Je l'ai noté dans mes livres à découvrir. Il y en a de plus en plus il me semble avec le jardin pour thème. Chacun a ses raisons de s'y consacrer et c'est bien.
Notre époque a besoin sans doute plus que jamais de "cultiver notre jardin". Bonne découverte !
il est sur ma liste ainsi que le précédent j'ai tellement aimé sagesse de l'herbe
Il y a une continuité entre ces trois livres, je t'en souhaite déjà bonne lecture.
Merci Tania de cette bienveillante et attentive lecture !
Merci à toi, Anne.
Il faut absolument que je découvre cet auteur dont j'entends de plus en plus souvent parler à présent. Mais hélas elle n'est toujours pas dans ma médiathèque en ville. Dommage
Les bibliothèques entendent parfois les suggestions... Sinon "Sagesse de l'herbe" est disponible en format de poche, si tu as envie de découvrir l'univers d'Anne Le Maître. Bonne journée, Manou.
J'ai bien prévu de le lire mais je suis un peu en retard... Je souhaite longue vie à ce livre d'Anne Le Maître dont j'aime la façon de voir le monde.
A mes yeux, vous êtes très proches par le regard que vous portez sur le vivant, Marie. Bonne après-midi.
Ah, c'est drôle de se retrouver ainsi dans le jardin d'Anne, les invisibles - une fois de plus - ont œuvré. Tu parles fort bien de ce beau texte dans lequel elle trace un chemin de réflexion, un sillon qui ne fait place qu'à l'être et dans lequel se déploie les merveilles de la nature... Douce après-midi Tania, je t'embrasse. brigitte
Nous nous retrouvons dans ce jardin, Brigitte, et dans le cheminement d'Anne qui porte une réflexion et nous y entraîne aussi.
Une éclaircie juste à l'instant sur mon jardin suspendu - mais j'ai dû rentrer les dipladénias avant les deux nuits très froides annoncées. Bises.
Faire attention au moindre signe de vie, semences, pousses, abeilles et araignées aide à vivre, mène à la réflexion, tu sais que je partage amplement cette expérience.

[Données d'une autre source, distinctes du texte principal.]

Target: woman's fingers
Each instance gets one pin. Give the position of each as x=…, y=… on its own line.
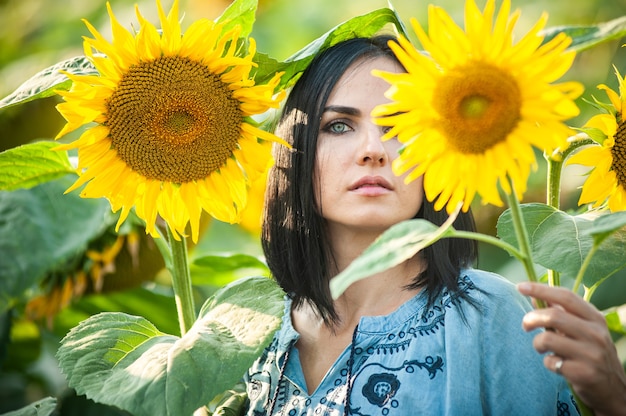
x=578, y=346
x=570, y=301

Un livre que je lirai avec bonheur.
Bonne lecture du "Jardin nu", Colo.
Merci Tania pour cette seconde découverte. J'avais beaucoup aimé "un si grand désir de silence" et celui-ci ne peut que me toucher. Le jardin est un lieu essentiel pour moi.
Puis-je te demander chère Tania d'aller sous l'arbre découvrir ma petite surprise ?
Avec plaisir, Zoë. Une surprise ? Je vole.
Magnifique Tania ton article sur le dernier écrit de Anne !
Son livre m'attend. Belle journée !
Bonjour, Claudie. Je te souhaite donc une belle lecture à venir.